Eu, apesar de ser romântica, escrever cartas de amor sem destinatário e incentivar (e muito) o amor, olho pra tudo isso com olhos de verdadeira descrença. Relacionamentos viraram um posto, um troféu, um lugar de destaque que alguém precisa alcançar pra ser bom, pra ser notado. E não é bem assim.
No auge das minhas quase vinte primaveras, nunca tive namorado. Acho isso uma coisa séria demais pra ser tratada desse jeito, pra ser exposta como moeda de troca. Numa geração de relacionamentos instantâneos, o espaço entre conhecer e namorar alguém pode se dar em um ou dois meses, isso para ser generosa. Tudo é efêmero, instável e urgente. A velocidade dos meios tornou-se também a velocidade das relações.
Fica difícil enxergar futuro nisso tudo. Fica difícil acreditar no amor. E o mesmo processo a gente observa na direção contrária, com os solteiros promíscuos, que cantam um hino à liberdade, mas esquecem que são presos como qualquer um de nós.
Não é raro ver pessoas sem a mínima estrutura emocional envolvidas em relacionamentos, tateando no escuro, como cegos em busca de um alfinete, sabendo que é latente e inadequação daquela situação. Longe de mim querer julgá-las, mas não seria mais prudente se recolher e procurar amadurecer até que num determinado momento estivessem prontas para tal? É o que eu penso. É o que eu busco fazer. Nem sempre a gente aprende na porrada, as vezes só é preciso esperar que nós mesmos encontremos o caminho.

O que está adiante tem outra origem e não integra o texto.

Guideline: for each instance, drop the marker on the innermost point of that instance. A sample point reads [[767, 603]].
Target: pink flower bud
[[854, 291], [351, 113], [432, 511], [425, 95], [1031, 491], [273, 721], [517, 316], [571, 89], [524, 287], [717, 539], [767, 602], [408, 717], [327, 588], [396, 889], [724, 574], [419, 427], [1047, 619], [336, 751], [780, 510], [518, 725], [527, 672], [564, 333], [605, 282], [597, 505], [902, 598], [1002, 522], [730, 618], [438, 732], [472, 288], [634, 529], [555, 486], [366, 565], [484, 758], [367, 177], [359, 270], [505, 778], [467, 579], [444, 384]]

Numa era de promiscuidade e abuso da imagem, quem zela pela discrição é anormal. Quem se preserva e se preocupa, é hipócrita. Quem prefere não abrir mão de dizer "ei, ainda não tá na hora" ou "não é isso que eu quero pra mim", é um monstro. Mas olha, monstruosos mesmo são os resultados dessas relações moderninhas, que deixam sequelas profundas em todos aqueles que se arriscam a velejar na tempestade sem a mínima estrutura. 

Porque tudo tem o seu tempo, e mais ainda a sua hora. 
Mas não adianta nada esperar com um relógio sem pilha.